In 2000, the airport was purchased by Gary Riddell, who developed a type of fuel pellet for use in power plants. He planned to build a proof-of-concept plant at the site to produce them while also maintaining its use as an airport. By mid June 2003, it was being known as Dahio Trotwood Airport. A Cessna Crane I, which belonged to the Wright Stuff Squadron of the Commemorative Air Force, was being restored at the airport in 2005. The Wright Brothers Airplane Company, a nonprofit aviation history group, considered basing itself at the airport in 2006.

== Facilities and aircraft ==
Dahio Trotwood Airport covers an area of 132 acre which contains one asphalt paved runway measuring 2,900 × 52 ft.

There is no fixed-base operator at the airport.

For the 12-month period ending May 29, 2007, the airport had 1,853 aircraft operations, an average of 5 per day, 100% which were general aviation. There are 27 aircraft based at this airport:
16 single-engine airplanes, 10 ultralights, and 1 multi-engine airplane.

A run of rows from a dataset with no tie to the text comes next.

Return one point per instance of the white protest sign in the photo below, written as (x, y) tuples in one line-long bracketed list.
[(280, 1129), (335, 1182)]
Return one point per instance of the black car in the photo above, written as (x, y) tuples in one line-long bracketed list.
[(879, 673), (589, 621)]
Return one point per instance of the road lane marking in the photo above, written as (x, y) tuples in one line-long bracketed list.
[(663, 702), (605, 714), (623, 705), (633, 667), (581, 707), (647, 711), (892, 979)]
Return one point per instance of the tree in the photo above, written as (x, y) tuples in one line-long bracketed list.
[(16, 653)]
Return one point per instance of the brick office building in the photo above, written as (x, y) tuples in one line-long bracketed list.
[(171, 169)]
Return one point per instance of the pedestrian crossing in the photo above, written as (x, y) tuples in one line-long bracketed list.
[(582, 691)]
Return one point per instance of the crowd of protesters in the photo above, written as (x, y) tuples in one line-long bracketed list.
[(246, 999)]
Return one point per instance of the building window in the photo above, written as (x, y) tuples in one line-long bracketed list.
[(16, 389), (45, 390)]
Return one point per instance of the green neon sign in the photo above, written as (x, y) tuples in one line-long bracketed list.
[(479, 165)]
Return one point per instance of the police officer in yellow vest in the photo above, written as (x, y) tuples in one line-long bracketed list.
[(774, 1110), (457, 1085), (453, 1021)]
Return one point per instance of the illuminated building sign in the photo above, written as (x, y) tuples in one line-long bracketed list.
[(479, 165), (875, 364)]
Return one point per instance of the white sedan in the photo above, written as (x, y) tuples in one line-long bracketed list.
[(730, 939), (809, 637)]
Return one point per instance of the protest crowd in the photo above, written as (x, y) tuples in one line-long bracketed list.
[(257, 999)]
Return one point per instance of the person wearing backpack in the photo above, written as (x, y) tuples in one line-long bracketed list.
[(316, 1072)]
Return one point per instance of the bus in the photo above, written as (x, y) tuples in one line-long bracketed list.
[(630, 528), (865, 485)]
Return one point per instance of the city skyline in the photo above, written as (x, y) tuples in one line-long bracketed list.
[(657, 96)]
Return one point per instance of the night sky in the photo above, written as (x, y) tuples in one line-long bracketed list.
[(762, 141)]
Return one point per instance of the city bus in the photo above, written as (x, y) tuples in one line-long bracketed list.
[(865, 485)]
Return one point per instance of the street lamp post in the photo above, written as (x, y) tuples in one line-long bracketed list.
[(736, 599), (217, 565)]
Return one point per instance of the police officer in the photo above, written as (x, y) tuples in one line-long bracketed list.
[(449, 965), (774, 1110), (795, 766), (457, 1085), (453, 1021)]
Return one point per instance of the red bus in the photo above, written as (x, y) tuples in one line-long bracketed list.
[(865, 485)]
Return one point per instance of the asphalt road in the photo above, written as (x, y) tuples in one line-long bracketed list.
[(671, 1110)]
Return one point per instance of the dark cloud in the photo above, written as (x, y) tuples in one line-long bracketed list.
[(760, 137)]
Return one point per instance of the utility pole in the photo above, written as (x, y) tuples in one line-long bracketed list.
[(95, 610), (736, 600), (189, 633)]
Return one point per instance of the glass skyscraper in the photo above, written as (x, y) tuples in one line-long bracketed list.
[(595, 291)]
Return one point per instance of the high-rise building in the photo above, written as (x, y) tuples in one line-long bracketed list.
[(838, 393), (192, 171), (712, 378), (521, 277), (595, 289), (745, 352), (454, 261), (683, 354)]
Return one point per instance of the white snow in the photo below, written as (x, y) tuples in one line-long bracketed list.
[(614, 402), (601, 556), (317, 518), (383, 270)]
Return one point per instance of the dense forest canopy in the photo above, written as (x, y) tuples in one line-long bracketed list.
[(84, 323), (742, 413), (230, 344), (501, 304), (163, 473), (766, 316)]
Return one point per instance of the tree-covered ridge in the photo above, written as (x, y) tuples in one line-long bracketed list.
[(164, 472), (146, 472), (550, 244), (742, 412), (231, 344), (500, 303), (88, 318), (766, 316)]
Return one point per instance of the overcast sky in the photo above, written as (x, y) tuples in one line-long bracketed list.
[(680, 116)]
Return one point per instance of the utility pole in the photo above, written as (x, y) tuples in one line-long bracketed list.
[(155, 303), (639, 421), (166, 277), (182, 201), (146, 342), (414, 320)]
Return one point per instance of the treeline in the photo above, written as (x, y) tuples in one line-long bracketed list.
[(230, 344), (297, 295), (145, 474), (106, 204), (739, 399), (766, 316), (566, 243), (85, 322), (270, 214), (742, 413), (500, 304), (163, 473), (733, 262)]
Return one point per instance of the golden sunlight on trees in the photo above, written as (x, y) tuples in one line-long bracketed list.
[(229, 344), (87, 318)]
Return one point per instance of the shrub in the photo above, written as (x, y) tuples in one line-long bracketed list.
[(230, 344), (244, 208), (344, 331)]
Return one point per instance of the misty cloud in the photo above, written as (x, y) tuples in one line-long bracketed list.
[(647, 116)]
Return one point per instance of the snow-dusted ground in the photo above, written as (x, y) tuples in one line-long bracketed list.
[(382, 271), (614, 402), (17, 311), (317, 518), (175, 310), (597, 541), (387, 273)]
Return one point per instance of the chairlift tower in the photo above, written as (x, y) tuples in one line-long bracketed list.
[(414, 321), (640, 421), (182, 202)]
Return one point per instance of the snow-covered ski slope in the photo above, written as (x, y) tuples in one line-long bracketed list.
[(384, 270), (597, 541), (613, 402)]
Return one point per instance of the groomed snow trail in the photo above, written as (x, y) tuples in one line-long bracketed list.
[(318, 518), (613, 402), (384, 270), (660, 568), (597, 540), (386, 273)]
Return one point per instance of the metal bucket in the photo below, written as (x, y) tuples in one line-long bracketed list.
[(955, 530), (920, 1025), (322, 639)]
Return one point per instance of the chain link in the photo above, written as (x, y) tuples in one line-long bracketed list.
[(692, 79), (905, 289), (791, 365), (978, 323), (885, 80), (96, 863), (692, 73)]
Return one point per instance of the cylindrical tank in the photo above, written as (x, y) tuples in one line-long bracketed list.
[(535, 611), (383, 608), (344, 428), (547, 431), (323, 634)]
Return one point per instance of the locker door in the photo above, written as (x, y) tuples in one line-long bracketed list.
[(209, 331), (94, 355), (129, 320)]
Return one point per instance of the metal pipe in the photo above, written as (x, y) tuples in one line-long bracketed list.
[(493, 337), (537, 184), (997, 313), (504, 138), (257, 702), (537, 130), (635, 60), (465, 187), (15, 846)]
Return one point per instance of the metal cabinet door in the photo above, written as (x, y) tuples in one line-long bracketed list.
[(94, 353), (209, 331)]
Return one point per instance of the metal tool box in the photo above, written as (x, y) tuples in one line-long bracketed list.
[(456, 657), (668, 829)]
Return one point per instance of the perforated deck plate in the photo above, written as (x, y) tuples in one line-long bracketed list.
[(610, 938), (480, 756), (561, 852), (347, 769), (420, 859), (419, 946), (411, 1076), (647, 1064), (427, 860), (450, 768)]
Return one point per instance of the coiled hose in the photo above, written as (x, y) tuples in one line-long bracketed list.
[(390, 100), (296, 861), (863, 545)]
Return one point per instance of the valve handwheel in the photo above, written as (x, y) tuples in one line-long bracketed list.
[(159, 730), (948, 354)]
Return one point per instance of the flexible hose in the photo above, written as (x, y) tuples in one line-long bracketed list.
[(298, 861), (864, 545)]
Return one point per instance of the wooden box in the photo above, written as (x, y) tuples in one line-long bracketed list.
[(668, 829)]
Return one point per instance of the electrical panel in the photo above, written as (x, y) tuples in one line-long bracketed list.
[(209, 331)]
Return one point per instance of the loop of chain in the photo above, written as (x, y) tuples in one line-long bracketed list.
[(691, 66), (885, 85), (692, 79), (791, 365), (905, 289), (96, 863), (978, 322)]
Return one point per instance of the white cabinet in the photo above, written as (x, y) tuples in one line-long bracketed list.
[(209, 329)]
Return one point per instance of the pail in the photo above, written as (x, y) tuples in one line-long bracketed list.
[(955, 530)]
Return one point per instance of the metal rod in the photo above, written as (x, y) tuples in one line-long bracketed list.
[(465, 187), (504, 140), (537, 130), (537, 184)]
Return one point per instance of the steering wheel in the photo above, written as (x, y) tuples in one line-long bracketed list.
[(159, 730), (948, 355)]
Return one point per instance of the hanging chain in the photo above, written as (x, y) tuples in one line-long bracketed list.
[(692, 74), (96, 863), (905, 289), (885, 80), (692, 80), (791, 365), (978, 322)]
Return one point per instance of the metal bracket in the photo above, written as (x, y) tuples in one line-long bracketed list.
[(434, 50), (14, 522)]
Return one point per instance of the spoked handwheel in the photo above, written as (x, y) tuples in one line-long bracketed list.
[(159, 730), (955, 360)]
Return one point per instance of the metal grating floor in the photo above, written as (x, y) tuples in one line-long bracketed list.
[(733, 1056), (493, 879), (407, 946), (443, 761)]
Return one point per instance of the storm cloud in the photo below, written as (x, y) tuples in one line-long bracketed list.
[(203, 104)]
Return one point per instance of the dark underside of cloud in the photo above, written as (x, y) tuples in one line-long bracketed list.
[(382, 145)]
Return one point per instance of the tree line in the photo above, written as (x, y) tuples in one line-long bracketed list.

== Accidents & incidents ==
- On 22 July 1954, a four passenger airplane crashed after taking off from the airport, injuring the pilot and a passenger.
- On 18 August 1957, a racecar crashed during a record attempt at the airport, killing the driver.
- On 1 November 1987, an ultralight crashed while taking off from the airport due to structural failure, critically injuring the pilot.